One of the only men who can thwart Hummel’s plan is Nicolas Cage, playing against type. Not his own type — Cage rarely plays anyone but himself. No, he’s playing against Michael Bay‘s type. Bay’s stereotypical hero is a blue collar, salt-of-the-earth hunky dude. The kind of guy who tinkers in a garage and rubs motor oil in his beard because he likes the smell.
But Cage’s character, Stanley Goodspeed, is more like a hero from a Roland Emmerich movie. He’s a goofy white collar chemical weapons expert for the FBI. He drives a beige Volvo. On paper, he’s not an eccentric, but Cage can’t help but play him like one. That’s why Cage is shouting lines like “How in the name of Zeus‘s BUTTHOLE did you get out of your cell?!” at Sean Connery. I don’t know why Bay and Cage never worked together again after The Rock, but I do know that they were made for one another.
Speaking of Sean Connery, he plays the ultimate grizzled badass, John Mason. Mason is an ex-SAS escape artist and wizard of violence. Hence, the feds locked him up in the deepest, darkest hole in America. He’s spent his time in super-duper-max prison reading books like The Art of War, How to Kick Three Asses at Once, and other such books by Sun Tzu. But because Mason is the only known living man who broke out of Alcatraz, the feds offer him a deal. If he can help Goodspeed break into the Rock, they’ll pardon whatever acts of extreme badassery put him in prison. Mason is an action cheese archetype, but the character pokes some fun at Connery’s 007 years.
These three characters are the core. They make the movie work. And that’s kind of miraculous when you consider that each one feels pulled from a different film. What’s even more surprising, is that none of these guys really fall into Bay’s usual wheelhouse.

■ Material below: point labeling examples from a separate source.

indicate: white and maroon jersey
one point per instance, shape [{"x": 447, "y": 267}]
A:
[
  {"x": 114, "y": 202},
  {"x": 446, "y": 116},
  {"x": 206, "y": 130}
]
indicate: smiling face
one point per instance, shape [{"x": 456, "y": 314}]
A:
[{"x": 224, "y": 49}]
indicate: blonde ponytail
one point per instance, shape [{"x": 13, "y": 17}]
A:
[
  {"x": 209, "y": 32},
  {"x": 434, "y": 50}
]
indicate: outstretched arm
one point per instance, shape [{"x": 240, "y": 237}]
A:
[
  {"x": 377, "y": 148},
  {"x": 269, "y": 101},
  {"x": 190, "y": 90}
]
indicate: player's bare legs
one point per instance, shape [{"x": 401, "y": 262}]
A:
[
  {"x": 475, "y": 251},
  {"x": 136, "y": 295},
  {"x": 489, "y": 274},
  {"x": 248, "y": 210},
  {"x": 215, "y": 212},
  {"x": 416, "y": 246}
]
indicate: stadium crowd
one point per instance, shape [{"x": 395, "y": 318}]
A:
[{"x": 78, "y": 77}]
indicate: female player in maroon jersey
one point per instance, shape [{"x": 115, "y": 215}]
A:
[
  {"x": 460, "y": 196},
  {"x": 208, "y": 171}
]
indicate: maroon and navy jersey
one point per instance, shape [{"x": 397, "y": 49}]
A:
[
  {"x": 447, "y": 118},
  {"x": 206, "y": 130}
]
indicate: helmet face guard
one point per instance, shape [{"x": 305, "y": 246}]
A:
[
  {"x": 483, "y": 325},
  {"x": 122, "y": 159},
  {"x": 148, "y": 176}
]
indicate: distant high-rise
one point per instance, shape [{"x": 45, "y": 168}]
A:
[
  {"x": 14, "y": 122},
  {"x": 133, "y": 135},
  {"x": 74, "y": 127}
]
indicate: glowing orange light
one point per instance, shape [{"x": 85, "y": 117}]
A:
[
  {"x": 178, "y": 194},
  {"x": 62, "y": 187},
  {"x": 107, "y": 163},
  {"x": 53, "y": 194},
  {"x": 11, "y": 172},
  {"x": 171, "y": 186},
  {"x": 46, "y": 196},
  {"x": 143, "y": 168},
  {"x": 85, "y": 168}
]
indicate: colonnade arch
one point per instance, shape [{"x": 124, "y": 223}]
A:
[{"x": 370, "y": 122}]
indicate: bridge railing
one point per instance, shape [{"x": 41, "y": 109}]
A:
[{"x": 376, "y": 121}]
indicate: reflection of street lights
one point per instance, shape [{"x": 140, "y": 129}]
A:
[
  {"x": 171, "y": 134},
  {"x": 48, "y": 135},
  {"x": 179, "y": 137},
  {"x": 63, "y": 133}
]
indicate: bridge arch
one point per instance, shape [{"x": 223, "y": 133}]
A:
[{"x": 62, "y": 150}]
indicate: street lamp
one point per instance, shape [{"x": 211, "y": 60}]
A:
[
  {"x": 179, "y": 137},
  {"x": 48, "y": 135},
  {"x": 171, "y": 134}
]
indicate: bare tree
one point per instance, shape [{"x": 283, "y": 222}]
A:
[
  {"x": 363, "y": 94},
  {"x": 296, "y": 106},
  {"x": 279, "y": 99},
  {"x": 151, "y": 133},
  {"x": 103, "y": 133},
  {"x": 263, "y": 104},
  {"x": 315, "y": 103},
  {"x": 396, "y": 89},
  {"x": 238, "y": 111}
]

Hummel is a complicated villain, a military man with a noble motivation but a busted moral compass. Goodspeed is a Roland Emmerich character, the unlikely hero scientist. Mason is an aging Scottish superperson. I never thought I’d see a Michael Bay movie where the villains are U.S. Marines, and both science and Scotland prevail. It doesn’t sound like stereotypical Michael Bay, but that’s part of The Rock‘s strength.
The Rock isn’t strong in all aspects, though. There’s a gay hairdresser joke that feels warped in from another dimension. It’s a movie where a good 40% of the dialogue is men yelling. A movie that seems like it’s playing on fast forward, despite being 136 minutes long. A movie where Alcatraz is built on a labyrinth of discarded sets from Alien 3 and Temple of Doom. There’s even a friggin’ mine cart chase in this flick! It’s lunacy!
But to help balance that out, the supporting cast bursts with great talent. Michael Biehn, Tony Todd, William Forsythe, John C. McGinley, David Morse, Todd Louiso, Xander Berkeley, Bokeem Woodbine, Raymond Cruz, Philip Baker Hall, and even more recognizable faces lend some much-needed gravitas to a movie that teeters on the edge of parody. Add in the central trio, and you’ve got one the best casts of any action film in the ’90s. That’s why, 20 years later, The Rock remains one of Michael Bay’s most watchable movies.